Acudió a un cuartel de la Guardia Civil con un amigo a denunciar que, encontrándose haciendo fotos con el dispositivo, un desconocido se había acercado a ellos y, tras un forcejeo, había conseguido sustraer el aparato electrónico. El acompañante prestó declaración en el mismo sentido.
La Guardia Civil, sin embargo, sospechó y, tras ciertas indagaciones, logró a través del amigo información que ponía de manifiesto que la denuncia era falsa y la interesada le había convencido para testificar a su favor con el objetivo de cobrar los 800 € del seguro. Se enfrenta ahora a pena de cárcel.

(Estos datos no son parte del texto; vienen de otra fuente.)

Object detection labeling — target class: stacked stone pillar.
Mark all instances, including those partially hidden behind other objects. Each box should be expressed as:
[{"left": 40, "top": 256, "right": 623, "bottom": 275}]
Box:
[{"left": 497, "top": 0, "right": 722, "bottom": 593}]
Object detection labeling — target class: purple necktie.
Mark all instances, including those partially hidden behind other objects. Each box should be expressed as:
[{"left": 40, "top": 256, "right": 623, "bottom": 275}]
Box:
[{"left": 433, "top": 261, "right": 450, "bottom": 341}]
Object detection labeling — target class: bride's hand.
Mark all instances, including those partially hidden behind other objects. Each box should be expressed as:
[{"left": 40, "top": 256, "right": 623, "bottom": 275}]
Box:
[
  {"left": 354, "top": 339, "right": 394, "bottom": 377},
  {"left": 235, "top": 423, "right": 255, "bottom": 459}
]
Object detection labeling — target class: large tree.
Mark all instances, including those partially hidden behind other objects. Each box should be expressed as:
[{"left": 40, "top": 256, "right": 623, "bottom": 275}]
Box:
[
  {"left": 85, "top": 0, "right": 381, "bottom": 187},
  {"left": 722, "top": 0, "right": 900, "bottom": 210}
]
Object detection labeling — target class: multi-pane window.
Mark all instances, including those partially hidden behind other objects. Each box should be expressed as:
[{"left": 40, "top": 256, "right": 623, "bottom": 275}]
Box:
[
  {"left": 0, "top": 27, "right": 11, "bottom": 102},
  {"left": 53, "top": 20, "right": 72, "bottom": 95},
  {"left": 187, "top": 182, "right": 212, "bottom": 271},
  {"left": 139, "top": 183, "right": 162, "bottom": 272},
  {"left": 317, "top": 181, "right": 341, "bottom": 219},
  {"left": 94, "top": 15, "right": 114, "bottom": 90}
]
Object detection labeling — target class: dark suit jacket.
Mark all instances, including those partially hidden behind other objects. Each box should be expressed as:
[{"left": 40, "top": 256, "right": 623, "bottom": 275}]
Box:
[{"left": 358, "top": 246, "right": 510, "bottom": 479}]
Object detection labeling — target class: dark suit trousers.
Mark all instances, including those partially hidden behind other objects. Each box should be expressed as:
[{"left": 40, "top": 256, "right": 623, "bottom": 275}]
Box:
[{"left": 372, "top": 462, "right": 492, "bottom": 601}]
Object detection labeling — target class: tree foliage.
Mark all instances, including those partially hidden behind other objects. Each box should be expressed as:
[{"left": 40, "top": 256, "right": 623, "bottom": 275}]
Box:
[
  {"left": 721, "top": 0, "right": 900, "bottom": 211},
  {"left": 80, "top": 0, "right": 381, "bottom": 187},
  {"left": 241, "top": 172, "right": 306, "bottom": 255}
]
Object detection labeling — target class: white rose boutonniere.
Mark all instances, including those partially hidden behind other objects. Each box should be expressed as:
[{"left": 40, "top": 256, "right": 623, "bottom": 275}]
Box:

Una simple búsqueda en internet evidencia que este tipo de sucesos es realmente frecuente. Falsedad, uso abusivo de los servicios públicos, intento de estafa pero, sobre todo, falta a la verdad, se extienden cada vez más en nuestra sociedad. La popularización de la mentira probablemente haga que en noticias como esta lo menos importante para el lector sea precisamente el hecho de mentir; más allá de la condena penal, no habrá ninguna reprobación moral. Esto es lo verdaderamente preocupante: en lugar de reconocer y aceptar la verdad objetiva -la mujer perdió el móvil y ha de asumir las consecuencias- se opta por mentir con el fin de ocultar la responsabilidad propia y, además, obtener ilícitamente una cantidad de dinero por ello. Seguramente en algunos casos funcionará. Pero la mentira persistirá en la conciencia de la persona y en la verdad objetiva de la realidad.
Justificar la mentira nos hace menos libres a nivel individual y nos debilita como comunidad.